To meet his daily caloric intake, a lineman on the Yale football team needs to eat 32 slices of Papa John’s pizza. If he is not in the mood for pizza, 56 chicken wings from Popeye’s or 20 classic BMT sandwiches from Subway ought to do the trick.
Traditionally, the variety of food choices available in the residential college dining halls is enough to satisfy the dietary demands of Yale athletes. But with the strike by Yale’s unions entering its fourth week, the closure of all dining halls except for Commons and the limited options offered in local restaurants have made it much harder for athletes to observe these nutritional regimens.
“It’s very difficult to be in season and not to have the dining halls open,” volleyball player Kelly McAlearney ’05 said. “You have to plan out all your meals. It’s definitely a disadvantage in terms of time. It makes it even more difficult to balance athletics and academics.”
Athletes, especially those in season, often have very strict dietary restrictions that they must follow to stay in top physical shape.
“You can only eat pizza so many times a week, and it can be difficult to get enough fruits and vegetables,” men’s cross country runner Casey Moriarty ’05 said. “I’m a little bit afraid that people aren’t getting good nutrition because that can be something that will catch up with us later on in the season.”
Besides making it less convenient for athletes to observe their dietary restrictions, the closure of the dining halls has also raised financial concerns.
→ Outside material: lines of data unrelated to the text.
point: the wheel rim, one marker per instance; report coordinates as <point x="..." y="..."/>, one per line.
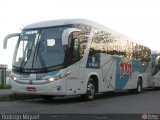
<point x="90" y="90"/>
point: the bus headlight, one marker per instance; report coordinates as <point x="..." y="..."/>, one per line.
<point x="52" y="79"/>
<point x="13" y="78"/>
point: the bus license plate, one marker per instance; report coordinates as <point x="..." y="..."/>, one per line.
<point x="30" y="89"/>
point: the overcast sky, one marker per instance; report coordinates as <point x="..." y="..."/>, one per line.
<point x="138" y="19"/>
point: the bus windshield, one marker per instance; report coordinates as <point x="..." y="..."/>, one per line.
<point x="39" y="50"/>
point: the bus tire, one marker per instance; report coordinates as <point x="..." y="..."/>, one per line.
<point x="139" y="86"/>
<point x="91" y="89"/>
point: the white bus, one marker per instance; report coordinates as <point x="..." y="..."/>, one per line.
<point x="77" y="57"/>
<point x="156" y="69"/>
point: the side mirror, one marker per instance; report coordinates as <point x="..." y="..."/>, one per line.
<point x="8" y="37"/>
<point x="66" y="34"/>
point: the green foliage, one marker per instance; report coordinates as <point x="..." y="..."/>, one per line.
<point x="5" y="86"/>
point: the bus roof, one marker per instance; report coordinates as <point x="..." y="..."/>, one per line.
<point x="58" y="22"/>
<point x="51" y="23"/>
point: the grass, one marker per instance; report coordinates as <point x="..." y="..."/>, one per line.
<point x="5" y="86"/>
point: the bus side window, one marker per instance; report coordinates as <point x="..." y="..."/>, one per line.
<point x="73" y="50"/>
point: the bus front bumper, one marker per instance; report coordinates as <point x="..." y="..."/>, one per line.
<point x="54" y="88"/>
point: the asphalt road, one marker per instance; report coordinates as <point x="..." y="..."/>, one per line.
<point x="107" y="103"/>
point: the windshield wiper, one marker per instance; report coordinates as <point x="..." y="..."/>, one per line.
<point x="39" y="55"/>
<point x="26" y="57"/>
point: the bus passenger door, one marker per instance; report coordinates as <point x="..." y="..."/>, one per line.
<point x="74" y="85"/>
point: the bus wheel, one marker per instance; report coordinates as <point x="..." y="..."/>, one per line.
<point x="47" y="97"/>
<point x="139" y="86"/>
<point x="90" y="94"/>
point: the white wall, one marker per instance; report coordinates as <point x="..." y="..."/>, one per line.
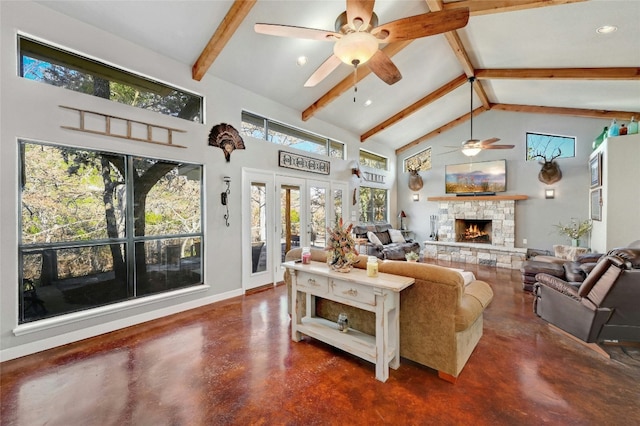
<point x="535" y="216"/>
<point x="30" y="110"/>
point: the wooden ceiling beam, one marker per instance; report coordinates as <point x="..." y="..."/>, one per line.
<point x="347" y="82"/>
<point x="530" y="109"/>
<point x="237" y="12"/>
<point x="486" y="7"/>
<point x="450" y="125"/>
<point x="629" y="73"/>
<point x="431" y="97"/>
<point x="574" y="112"/>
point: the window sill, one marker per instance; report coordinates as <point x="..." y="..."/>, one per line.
<point x="62" y="320"/>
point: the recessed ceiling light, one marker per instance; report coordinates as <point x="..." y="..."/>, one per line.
<point x="607" y="29"/>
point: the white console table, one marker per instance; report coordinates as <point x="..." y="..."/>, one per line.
<point x="380" y="295"/>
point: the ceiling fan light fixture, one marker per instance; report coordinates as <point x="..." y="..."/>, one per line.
<point x="358" y="46"/>
<point x="470" y="152"/>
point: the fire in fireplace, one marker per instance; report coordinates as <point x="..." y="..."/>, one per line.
<point x="473" y="231"/>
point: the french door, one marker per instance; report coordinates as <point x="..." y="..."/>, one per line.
<point x="282" y="212"/>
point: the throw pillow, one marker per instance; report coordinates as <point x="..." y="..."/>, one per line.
<point x="383" y="237"/>
<point x="568" y="252"/>
<point x="374" y="240"/>
<point x="396" y="236"/>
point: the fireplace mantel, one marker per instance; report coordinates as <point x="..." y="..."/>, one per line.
<point x="480" y="198"/>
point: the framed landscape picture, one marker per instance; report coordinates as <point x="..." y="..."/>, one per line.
<point x="596" y="204"/>
<point x="595" y="167"/>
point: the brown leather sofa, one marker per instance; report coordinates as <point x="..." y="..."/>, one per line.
<point x="441" y="318"/>
<point x="602" y="307"/>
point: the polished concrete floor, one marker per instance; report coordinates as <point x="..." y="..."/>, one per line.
<point x="233" y="363"/>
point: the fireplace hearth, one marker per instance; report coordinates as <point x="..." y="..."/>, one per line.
<point x="473" y="231"/>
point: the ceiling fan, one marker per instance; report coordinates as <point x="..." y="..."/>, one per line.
<point x="472" y="147"/>
<point x="357" y="37"/>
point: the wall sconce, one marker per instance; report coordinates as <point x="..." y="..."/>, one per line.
<point x="355" y="168"/>
<point x="224" y="198"/>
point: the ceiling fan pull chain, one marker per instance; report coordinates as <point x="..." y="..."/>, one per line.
<point x="355" y="79"/>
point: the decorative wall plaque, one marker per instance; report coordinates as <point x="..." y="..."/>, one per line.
<point x="301" y="162"/>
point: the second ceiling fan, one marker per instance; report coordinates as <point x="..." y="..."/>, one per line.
<point x="357" y="37"/>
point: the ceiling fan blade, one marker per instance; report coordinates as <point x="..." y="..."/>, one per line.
<point x="499" y="147"/>
<point x="423" y="25"/>
<point x="489" y="141"/>
<point x="296" y="32"/>
<point x="323" y="71"/>
<point x="360" y="10"/>
<point x="382" y="66"/>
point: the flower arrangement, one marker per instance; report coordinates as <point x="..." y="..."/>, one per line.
<point x="575" y="229"/>
<point x="342" y="253"/>
<point x="412" y="256"/>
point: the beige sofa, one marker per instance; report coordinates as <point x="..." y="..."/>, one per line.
<point x="440" y="317"/>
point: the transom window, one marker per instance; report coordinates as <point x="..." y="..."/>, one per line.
<point x="98" y="228"/>
<point x="372" y="160"/>
<point x="51" y="65"/>
<point x="373" y="205"/>
<point x="282" y="134"/>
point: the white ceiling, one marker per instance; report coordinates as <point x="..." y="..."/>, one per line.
<point x="560" y="36"/>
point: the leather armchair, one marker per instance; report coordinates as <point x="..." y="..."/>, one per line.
<point x="602" y="307"/>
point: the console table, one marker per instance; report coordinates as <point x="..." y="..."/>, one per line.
<point x="380" y="295"/>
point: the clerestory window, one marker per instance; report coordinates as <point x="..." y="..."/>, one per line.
<point x="98" y="228"/>
<point x="282" y="134"/>
<point x="51" y="65"/>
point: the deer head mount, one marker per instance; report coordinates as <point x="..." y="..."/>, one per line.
<point x="415" y="180"/>
<point x="550" y="172"/>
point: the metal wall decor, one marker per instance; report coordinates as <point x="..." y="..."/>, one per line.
<point x="300" y="162"/>
<point x="373" y="177"/>
<point x="226" y="137"/>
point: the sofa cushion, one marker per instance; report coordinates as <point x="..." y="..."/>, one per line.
<point x="374" y="238"/>
<point x="396" y="236"/>
<point x="383" y="237"/>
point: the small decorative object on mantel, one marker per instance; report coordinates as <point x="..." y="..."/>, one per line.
<point x="226" y="137"/>
<point x="575" y="230"/>
<point x="301" y="162"/>
<point x="341" y="248"/>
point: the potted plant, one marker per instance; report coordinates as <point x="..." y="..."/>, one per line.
<point x="575" y="229"/>
<point x="412" y="256"/>
<point x="341" y="248"/>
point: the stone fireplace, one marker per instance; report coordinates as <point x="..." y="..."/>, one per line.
<point x="473" y="231"/>
<point x="477" y="229"/>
Athletes traditionally eat more than ordinary students and have long relied on the all-you-can-eat format of dining halls to meet their nutritional needs. But the strike has forced athletes into a pay-per-meal format, and often the $130 weekly rebate check does not cover the cost of their meals.
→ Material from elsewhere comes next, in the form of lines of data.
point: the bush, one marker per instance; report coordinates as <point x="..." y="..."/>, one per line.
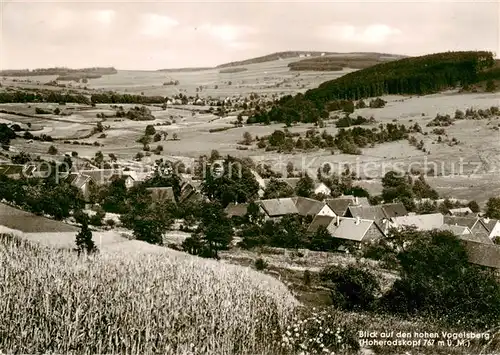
<point x="260" y="264"/>
<point x="352" y="287"/>
<point x="52" y="150"/>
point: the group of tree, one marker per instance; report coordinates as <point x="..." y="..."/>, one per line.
<point x="24" y="96"/>
<point x="43" y="196"/>
<point x="117" y="98"/>
<point x="405" y="189"/>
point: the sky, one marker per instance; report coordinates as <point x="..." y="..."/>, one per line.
<point x="172" y="34"/>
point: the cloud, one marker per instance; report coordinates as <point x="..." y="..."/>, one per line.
<point x="373" y="34"/>
<point x="226" y="33"/>
<point x="154" y="25"/>
<point x="105" y="16"/>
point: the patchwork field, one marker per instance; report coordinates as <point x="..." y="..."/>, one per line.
<point x="466" y="170"/>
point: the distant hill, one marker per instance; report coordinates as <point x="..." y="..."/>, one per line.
<point x="62" y="72"/>
<point x="340" y="61"/>
<point x="353" y="58"/>
<point x="185" y="70"/>
<point x="272" y="57"/>
<point x="422" y="75"/>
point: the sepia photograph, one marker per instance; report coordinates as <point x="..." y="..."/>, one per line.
<point x="250" y="177"/>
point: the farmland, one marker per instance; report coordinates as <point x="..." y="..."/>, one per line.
<point x="479" y="143"/>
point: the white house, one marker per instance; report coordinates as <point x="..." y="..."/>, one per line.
<point x="321" y="188"/>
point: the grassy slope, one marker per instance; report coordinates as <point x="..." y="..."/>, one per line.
<point x="163" y="302"/>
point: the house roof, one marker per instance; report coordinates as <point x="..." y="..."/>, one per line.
<point x="291" y="181"/>
<point x="421" y="222"/>
<point x="308" y="206"/>
<point x="483" y="254"/>
<point x="361" y="201"/>
<point x="11" y="169"/>
<point x="350" y="228"/>
<point x="339" y="205"/>
<point x="239" y="209"/>
<point x="461" y="221"/>
<point x="279" y="207"/>
<point x="457" y="230"/>
<point x="162" y="194"/>
<point x="394" y="209"/>
<point x="375" y="213"/>
<point x="320" y="221"/>
<point x="101" y="176"/>
<point x="462" y="210"/>
<point x="489" y="223"/>
<point x="78" y="180"/>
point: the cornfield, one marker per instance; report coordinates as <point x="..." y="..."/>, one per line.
<point x="52" y="301"/>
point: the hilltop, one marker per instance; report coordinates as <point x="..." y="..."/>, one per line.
<point x="309" y="56"/>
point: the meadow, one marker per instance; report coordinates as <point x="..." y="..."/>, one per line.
<point x="165" y="302"/>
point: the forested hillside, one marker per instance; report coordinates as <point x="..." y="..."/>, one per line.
<point x="415" y="75"/>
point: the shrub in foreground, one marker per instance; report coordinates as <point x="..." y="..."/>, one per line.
<point x="131" y="302"/>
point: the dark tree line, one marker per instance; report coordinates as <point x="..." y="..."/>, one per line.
<point x="42" y="96"/>
<point x="416" y="75"/>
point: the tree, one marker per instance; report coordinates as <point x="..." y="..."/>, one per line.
<point x="490" y="86"/>
<point x="353" y="288"/>
<point x="99" y="158"/>
<point x="150" y="130"/>
<point x="473" y="205"/>
<point x="322" y="240"/>
<point x="493" y="208"/>
<point x="52" y="150"/>
<point x="395" y="187"/>
<point x="84" y="242"/>
<point x="438" y="281"/>
<point x="305" y="186"/>
<point x="277" y="189"/>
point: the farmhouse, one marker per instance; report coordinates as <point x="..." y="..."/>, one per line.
<point x="321" y="188"/>
<point x="355" y="229"/>
<point x="310" y="207"/>
<point x="483" y="254"/>
<point x="278" y="207"/>
<point x="460" y="212"/>
<point x="236" y="209"/>
<point x="475" y="225"/>
<point x="493" y="226"/>
<point x="425" y="222"/>
<point x="162" y="194"/>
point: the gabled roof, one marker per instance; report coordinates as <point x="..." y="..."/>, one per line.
<point x="160" y="194"/>
<point x="483" y="254"/>
<point x="101" y="176"/>
<point x="462" y="221"/>
<point x="308" y="206"/>
<point x="339" y="205"/>
<point x="489" y="223"/>
<point x="457" y="230"/>
<point x="394" y="209"/>
<point x="291" y="181"/>
<point x="350" y="228"/>
<point x="78" y="180"/>
<point x="359" y="201"/>
<point x="422" y="222"/>
<point x="461" y="210"/>
<point x="239" y="209"/>
<point x="279" y="207"/>
<point x="320" y="221"/>
<point x="375" y="213"/>
<point x="11" y="169"/>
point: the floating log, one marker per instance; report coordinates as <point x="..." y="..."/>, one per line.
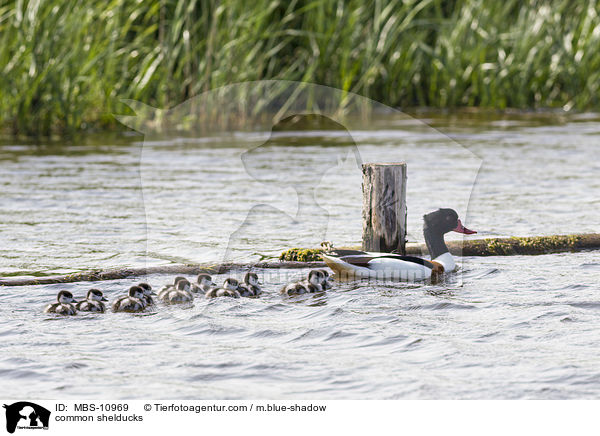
<point x="384" y="207"/>
<point x="310" y="258"/>
<point x="532" y="245"/>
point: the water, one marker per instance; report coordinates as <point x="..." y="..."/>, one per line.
<point x="504" y="327"/>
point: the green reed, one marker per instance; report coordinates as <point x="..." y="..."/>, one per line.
<point x="65" y="65"/>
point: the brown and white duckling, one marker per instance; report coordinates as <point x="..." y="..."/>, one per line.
<point x="132" y="302"/>
<point x="204" y="284"/>
<point x="297" y="288"/>
<point x="181" y="293"/>
<point x="93" y="302"/>
<point x="251" y="286"/>
<point x="65" y="305"/>
<point x="314" y="283"/>
<point x="229" y="289"/>
<point x="148" y="293"/>
<point x="326" y="283"/>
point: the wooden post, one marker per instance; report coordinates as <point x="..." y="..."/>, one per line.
<point x="384" y="207"/>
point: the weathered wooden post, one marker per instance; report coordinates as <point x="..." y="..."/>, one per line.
<point x="384" y="207"/>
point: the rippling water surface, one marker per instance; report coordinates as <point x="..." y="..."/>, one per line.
<point x="504" y="327"/>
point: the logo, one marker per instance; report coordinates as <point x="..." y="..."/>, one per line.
<point x="26" y="415"/>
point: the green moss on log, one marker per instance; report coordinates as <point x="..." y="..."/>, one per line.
<point x="301" y="255"/>
<point x="531" y="245"/>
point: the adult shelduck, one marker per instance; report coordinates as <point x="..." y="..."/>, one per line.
<point x="389" y="266"/>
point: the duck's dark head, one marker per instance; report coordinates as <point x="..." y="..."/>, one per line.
<point x="436" y="225"/>
<point x="136" y="292"/>
<point x="65" y="297"/>
<point x="96" y="295"/>
<point x="251" y="279"/>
“All-you-can-eat meals are definitely a plus for football players, especially linemen,” football coach Jack Siedlecki said. “It gets expensive to put in the calories some of our guys need to stay at their competitive weight.”
Because Ivy League rules prohibit the University from giving student-athletes any preferential treatment over normal students, the burden of dining during the strike has fallen largely on the shoulders — and wallets — of the athletes themselves.
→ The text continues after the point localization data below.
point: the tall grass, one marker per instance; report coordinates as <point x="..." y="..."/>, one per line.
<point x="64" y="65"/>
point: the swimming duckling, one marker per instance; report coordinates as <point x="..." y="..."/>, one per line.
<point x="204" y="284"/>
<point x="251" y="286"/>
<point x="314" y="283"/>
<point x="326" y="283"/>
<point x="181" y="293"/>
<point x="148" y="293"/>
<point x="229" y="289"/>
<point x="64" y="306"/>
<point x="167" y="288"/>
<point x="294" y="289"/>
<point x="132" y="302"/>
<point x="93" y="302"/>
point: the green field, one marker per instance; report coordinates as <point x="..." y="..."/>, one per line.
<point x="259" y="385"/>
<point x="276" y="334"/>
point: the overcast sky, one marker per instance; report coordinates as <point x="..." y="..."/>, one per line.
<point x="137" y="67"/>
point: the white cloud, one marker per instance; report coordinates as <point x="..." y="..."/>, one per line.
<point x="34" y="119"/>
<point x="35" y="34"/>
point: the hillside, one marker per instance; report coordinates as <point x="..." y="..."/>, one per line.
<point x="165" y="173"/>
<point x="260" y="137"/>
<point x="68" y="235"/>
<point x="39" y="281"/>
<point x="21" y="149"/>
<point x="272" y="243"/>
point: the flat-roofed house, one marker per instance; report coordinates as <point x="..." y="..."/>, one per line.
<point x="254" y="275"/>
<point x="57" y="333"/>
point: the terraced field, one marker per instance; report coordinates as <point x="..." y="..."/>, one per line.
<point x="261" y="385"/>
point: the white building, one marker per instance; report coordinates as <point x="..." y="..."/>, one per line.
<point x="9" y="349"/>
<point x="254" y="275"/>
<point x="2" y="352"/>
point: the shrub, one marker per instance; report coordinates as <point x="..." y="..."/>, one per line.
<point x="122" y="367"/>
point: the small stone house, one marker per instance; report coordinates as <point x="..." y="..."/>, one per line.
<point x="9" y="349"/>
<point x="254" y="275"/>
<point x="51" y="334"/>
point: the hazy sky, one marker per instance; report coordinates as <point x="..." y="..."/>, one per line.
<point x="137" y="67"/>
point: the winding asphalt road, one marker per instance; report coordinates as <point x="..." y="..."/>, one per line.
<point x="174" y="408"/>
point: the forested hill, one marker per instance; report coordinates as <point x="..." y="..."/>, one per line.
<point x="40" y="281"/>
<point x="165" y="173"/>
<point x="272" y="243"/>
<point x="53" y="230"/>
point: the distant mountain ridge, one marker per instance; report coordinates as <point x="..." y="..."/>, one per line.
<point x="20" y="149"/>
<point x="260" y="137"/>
“We can’t subsidize them for their meals at all,” field hockey head coach Ainslee Lamb said. “We are not allowed to give them anything that other students aren’t getting.”
To alleviate the problem, many athletes are eating at Commons, the only open campus dining hall and the only local all-you-can-eat site. But Commons offers only a partial solution; Commons is still less convenient than the residential college dining halls. In addition, Commons’ status as the lone operating dining hall has increased the length of the serving line, a difficult hurdle for time-strapped student-athletes.
Beyond nutritional concerns, athletes also are worried about team spirit. Many teams hold meals following practice in residential colleges. The strike has reduced the frequency and attendance at these meals.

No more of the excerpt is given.